Fundamentally, you will not get around having to recreate the file wholesale, especially if it's just a text file.
What kind of data is it? Do you control the format of the file?
If the file contains name/value pairs (or similar), you could have some luck with Properties, or perhaps cobbling together something using a flat file JDBC driver.
Alternatively, have you considered not writing the data so often? Operating on an in-memory copy of your file should be relatively trivial. If there are no external resources which need real time updates of the file, then there is no need to go to disk every time you want to make a modification. You can run a scheduled task to write periodic updates to disk if you are worried about data backup.
In general you cannot edit the file in place; it's simply a very long sequence of characters, which happens to include newline characters. You could edit in place if your changes don't change the number of characters in each line.
Can't you use regular expressions, if you know what you want to change ? Jakarta Regexp should probably do the trick.
Although this question was a time ago posted, I think it is good to put my answer here.
I think that the best approach is to use FileChannel from java.nio.channels package in this scenario. But this, only if you need to have a good performance!
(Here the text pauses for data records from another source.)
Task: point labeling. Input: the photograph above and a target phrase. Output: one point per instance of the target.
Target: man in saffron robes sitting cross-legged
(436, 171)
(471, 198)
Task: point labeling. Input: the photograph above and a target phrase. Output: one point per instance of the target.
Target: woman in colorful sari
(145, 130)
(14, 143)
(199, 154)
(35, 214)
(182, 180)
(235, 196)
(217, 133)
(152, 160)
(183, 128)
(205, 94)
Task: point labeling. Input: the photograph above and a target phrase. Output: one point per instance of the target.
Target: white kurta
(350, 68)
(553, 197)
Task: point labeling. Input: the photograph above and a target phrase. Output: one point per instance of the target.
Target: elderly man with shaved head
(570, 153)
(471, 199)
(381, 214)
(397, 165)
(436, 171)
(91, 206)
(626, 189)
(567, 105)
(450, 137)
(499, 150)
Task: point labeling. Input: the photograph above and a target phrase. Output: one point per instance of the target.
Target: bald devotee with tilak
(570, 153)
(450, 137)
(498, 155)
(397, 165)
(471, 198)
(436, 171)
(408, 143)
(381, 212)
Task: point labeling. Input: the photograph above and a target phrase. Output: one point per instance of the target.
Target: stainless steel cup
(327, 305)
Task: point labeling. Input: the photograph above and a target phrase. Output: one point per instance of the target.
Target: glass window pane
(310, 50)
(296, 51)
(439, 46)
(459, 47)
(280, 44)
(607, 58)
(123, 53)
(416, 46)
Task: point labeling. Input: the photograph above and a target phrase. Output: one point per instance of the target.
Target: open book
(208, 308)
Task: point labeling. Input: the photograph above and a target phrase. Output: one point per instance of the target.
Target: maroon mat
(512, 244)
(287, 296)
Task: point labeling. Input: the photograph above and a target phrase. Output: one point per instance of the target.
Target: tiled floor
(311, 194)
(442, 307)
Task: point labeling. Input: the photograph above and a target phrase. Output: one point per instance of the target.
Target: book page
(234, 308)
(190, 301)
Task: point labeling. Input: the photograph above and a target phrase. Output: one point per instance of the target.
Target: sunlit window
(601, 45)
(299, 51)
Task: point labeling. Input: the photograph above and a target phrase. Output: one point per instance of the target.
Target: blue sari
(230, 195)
You would need to get a FileChannel via a RandomAccessFile, like this:
java.nio.channels.FileChannel channel = new java.io.RandomAccessFile("/my/fyle/path", "rw").getChannel();
After this, you need a to create a ByteBuffer where you will read from the FileChannel.
this looks something like this:
java.nio.ByteBuffer inBuffer = java.nio.ByteBuffer.allocate(100);
int pos = 0;
int aux = 0;
StringBuilder sb = new StringBuilder();
while (pos != -1) {
aux = channel.read(inBuffer, pos);
pos = (aux != -1) ? pos + aux : -1;
b = inBuffer.array();
sb.delete(0, sb.length());
for (int i = 0; i < b.length; ++i) {
sb.append((char)b[i]);
}
//here you can do your stuff on sb
inBuffer = ByteBuffer.allocate(100);
}
Hope that my answer will help you!
I think, FileOutputStream.getFileChannel() will help a lot, see FileChannel api
http://java.sun.com/javase/6/docs/api/java/nio/channels/FileChannel.html
private static void modifyFile(String filePath, String oldString, String newString) {
File fileToBeModified = new File(filePath);
StringBuilder oldContent = new StringBuilder();
try (BufferedReader reader = new BufferedReader(new FileReader(fileToBeModified))) {
String line = reader.readLine();
while (line != null) {
oldContent.append(line).append(System.lineSeparator());
line = reader.readLine();
}
String content = oldContent.toString();
String newContent = content.replaceAll(oldString, newString);
try (FileWriter writer = new FileWriter(fileToBeModified)) {
writer.write(newContent);
}
} catch (IOException e) {
e.printStackTrace();
}
}
You can change the txt file to java by saving on clicking "Save As" and saving *.java extension.